Joana Craveiro

Price Institute Hosts Portuguese Theater Director as Fulbright Scholar This Spring

This spring, the Clement A. Price Institute on Ethnicity, Culture and the Modern Experience will host Fulbright Scholar Joana Craveiro, a performer, playwright, anthropologist, teacher and artistic director of Teatro do Vestido, a theatre company founded in 2001 in Lisbon, Portugal.  

Craveiro, who holds a PhD from Roehampton University, will be in residence at the Price Institute March–July 2022, observing, participating, recording and developing performative modes of addressing the work of Price Director Jack Tchen. 

Shortly arriving at RU-N in 2018, Tchen established the New York Newark Public History Project to challenge dominant accounts of history and highlight the stories of marginalized people in the U.S. Part of his work has focused on retrieving and bringing to light the history of the Indigenous Munsee Lunaape people from the Tri-state area, on how their history of dispossession is related to enslavement and massive extractivism, and on related issues of ecological devastation and climate change as part of the legacy effects of European colonialism. 

Craveiro will use her time at RU-N to work closely with the Ramapough Culture and Land Foundation. Looking at the Ramapough Munsee’s intimate relationship with the land, she’ll address the theory and practice of new ecologies as well as land and food sovereignty, and will investigate new and imagined possibilities within Indigenous, African and North American methodologies.  

“I am extremely excited about this opportunity to engage the campus of Rutgers University–Newark and work under the supervision of Dr. Jack Tchen and amongst the fellow colleagues at the Clement Price Institute on Ethnicity, Culture and the Modern Experience,” said Craveiro. “The work being developed within this institute is extremely important and urgent, addressing some of the most pressing issues of our time from a decolonial perspective.” 

The work being developed within this institute is extremely important and urgent, addressing some of the most pressing issues of our time from a decolonial perspective.

At the Price Institute, Craveiro will also focus on matters closer to her native Portugal: namely, an oral history project with 8 U.S. activists who participated in the Portuguese revolution of 1974-75 and witnessed first-hand another kind of intimacy with the large estates of southern Portugal being created: that of the agrarian reform which, at the time, enabled a redistribution of the land and a reinvention of agricultural practices.  
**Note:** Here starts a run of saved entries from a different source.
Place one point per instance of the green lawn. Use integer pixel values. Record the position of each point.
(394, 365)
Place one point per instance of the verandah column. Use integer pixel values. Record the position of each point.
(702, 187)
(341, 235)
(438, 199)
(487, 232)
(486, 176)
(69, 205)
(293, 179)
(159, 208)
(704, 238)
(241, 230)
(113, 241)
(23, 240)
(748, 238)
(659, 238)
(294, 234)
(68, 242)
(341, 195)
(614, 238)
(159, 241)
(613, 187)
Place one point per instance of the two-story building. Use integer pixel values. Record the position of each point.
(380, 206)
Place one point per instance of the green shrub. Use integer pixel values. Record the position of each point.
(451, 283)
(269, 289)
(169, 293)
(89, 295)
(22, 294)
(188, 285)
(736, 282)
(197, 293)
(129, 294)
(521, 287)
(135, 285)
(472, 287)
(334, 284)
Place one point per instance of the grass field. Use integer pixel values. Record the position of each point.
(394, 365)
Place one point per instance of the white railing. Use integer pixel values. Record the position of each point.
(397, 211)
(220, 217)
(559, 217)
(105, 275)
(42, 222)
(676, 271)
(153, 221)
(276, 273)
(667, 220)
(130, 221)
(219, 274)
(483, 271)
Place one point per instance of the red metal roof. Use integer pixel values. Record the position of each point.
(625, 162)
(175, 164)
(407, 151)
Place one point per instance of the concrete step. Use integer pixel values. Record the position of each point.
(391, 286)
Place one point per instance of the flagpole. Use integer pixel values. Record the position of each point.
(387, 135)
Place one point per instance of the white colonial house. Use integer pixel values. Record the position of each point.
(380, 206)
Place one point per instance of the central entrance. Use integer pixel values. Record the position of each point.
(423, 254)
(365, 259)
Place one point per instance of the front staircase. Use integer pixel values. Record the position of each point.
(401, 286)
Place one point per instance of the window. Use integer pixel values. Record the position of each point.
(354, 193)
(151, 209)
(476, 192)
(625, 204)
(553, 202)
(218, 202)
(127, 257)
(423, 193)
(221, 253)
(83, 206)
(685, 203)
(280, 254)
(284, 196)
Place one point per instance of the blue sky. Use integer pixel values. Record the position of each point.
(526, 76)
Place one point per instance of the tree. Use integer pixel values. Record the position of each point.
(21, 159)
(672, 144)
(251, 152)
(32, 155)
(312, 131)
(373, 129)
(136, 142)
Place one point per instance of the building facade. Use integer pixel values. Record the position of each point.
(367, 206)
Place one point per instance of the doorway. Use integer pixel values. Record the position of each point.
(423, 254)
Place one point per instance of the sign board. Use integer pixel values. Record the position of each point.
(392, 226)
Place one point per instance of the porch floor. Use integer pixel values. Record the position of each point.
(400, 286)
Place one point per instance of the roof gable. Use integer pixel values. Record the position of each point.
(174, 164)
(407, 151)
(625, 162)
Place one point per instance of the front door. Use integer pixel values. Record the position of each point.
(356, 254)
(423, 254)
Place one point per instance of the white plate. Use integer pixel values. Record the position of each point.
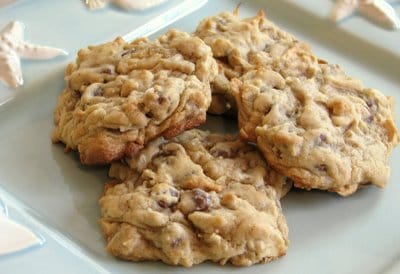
(54, 193)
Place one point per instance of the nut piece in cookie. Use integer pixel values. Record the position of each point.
(120, 95)
(196, 197)
(323, 129)
(237, 45)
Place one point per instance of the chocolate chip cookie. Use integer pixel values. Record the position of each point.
(238, 45)
(321, 128)
(120, 95)
(196, 197)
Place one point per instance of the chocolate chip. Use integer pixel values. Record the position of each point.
(106, 71)
(202, 199)
(322, 167)
(163, 204)
(98, 92)
(161, 100)
(76, 94)
(129, 51)
(323, 138)
(369, 119)
(288, 181)
(175, 242)
(173, 192)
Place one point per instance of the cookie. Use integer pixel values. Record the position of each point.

“That cause, like many stemming from manifestations of popular power within that revolutionary process, is now a lost one, and can only be recovered through memories to be collected and retold,” said Craveiro. 

This second project aligns with issues Craveiro’s been working on since her doctoral thesis, which examined the transmission of political memory of the Portuguese Dictatorship (1926-1974) and Revolution (1974-75) through performance. Craveiro’s methods are strongly rooted in ethnographic practices and oral history; typically she presents her research on memory and her oral history projects as performance-lectures, which she has been delivering worldwide since 2012. 

The Price Institute is about engaging with the state of emergency big issues of our time. We want to work for social eco-justice and deep historical reckonings in our beloved Newark and our geo-region--realizing what an engaged 21st public, research university needs to be "learning by doing." 

Craveiro, who holds a Master in Theatre Directing and a B.A. Honors in Anthropology, as well as a B.A. in Acting, has been teaching at the Drama and Theatre Department of Escola Superior de Artes e Design (ESAD.CR), in Caldas da Rainha, Portugal, since 2007, and is associated researcher at the Institute of Contemporary History (IHC/NOVA), in Portugal. She also is part of the European playwrighting network Fabula Mundi, developing a creative pedagogical praxis aimed at addressing and creating a world that is free from totalitarianism, xenophobia, misogyny and structural racism. 

Tchen is excited to begin this latest collaboration. 

“I’m looking forward to our communities of students, organizers, artists, poets, storytellers and engaged scholars getting a chance to meet this extraordinary person, Joana,” said Tchen, “and seeing her engage with the Price Institute's work on climate change and how today's injustices are intertwined with the deep, ongoing impacts of Indigenous dispossession and African enslavement associated with settler colonialism.”